Enfin, la question des machines à voter a été évoquée lors des travaux de la mission d'information, les communes utilisatrices craignant de ne pas pouvoir renouveler leurs équipements.
La mission ne peut que renvoyer aux travaux antérieurs de la commission des lois, qui invitaient à « mettre un terme au moratoire de 2008 pour sécuriser la situation des communes qui utilisent les machines à voter et agréer une nouvelle génération d'appareils » 17 ( * ) .

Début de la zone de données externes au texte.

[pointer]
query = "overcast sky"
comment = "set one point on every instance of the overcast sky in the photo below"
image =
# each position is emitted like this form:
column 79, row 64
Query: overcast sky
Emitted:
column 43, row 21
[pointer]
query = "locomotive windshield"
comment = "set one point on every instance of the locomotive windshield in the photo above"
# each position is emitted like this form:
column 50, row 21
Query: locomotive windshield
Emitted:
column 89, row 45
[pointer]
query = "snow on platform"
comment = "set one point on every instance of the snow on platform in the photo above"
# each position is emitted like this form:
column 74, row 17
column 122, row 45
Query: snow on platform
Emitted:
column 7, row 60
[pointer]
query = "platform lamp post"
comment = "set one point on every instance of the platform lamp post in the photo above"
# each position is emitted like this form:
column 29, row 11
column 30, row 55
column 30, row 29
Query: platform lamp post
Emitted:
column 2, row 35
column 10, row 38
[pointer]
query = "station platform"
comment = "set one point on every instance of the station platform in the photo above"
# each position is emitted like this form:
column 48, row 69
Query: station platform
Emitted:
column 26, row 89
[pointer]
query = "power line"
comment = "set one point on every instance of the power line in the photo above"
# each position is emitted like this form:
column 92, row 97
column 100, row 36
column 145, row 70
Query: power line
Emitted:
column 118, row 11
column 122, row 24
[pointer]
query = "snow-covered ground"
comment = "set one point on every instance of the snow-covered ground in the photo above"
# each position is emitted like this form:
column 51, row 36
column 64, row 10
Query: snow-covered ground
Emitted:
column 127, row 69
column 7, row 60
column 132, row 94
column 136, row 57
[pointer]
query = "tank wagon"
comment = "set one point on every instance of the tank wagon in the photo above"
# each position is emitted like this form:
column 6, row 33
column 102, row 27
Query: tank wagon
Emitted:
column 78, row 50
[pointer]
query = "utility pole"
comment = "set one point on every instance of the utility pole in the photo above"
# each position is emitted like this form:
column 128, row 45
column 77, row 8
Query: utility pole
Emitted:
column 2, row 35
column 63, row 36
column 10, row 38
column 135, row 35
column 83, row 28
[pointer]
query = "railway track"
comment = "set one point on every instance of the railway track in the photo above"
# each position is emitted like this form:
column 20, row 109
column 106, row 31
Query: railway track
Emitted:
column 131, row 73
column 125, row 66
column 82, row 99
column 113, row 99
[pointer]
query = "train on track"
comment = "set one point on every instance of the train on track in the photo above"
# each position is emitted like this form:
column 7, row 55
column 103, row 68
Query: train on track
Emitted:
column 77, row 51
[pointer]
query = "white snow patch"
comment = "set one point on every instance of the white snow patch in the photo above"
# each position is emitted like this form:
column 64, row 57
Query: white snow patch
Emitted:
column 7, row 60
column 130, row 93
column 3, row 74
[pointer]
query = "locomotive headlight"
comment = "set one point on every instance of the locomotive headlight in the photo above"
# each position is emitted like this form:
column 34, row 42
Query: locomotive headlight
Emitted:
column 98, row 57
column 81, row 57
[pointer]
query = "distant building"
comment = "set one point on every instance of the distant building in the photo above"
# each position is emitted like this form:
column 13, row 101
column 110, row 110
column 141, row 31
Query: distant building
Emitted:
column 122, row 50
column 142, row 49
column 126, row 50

* 10 Ce discours est consultable à l'adresse suivante : http://www2.assemblee-nationale.fr/decouvrir-l-assemblee/histoire/grands-discours-parlementaires/victor-hugo-21-mai-1850 .
* 11 Loi ayant pour objet d'assurer le secret et la liberté de vote, ainsi que la sincérité des opérations électorales.
* 12 « Le secret de l'isoloir », Actes de la recherche en sciences sociales, volume 71-72, mars 1988.
* 13 Contrairement au canton de Genève où les « jurés de dépouillement » peuvent être indemnisés.
* 14 « Modalités sanitaires du processus électoral à la sortie du confinement », avis du 18 mai 2020.
* 15 Circulaire du 18 juin 2020 relative à l'organisation du second tour des élections municipales en période de coronavirus covid-19.
* 16 Source : audition devant la mission d'information.
* 17 « Réconcilier le vote et les nouvelles technologies », rapport d'information n° 73 (2018-2019) fait par Jacky Deromedi et Yves Détraigne au nom de la commission des lois du Sénat.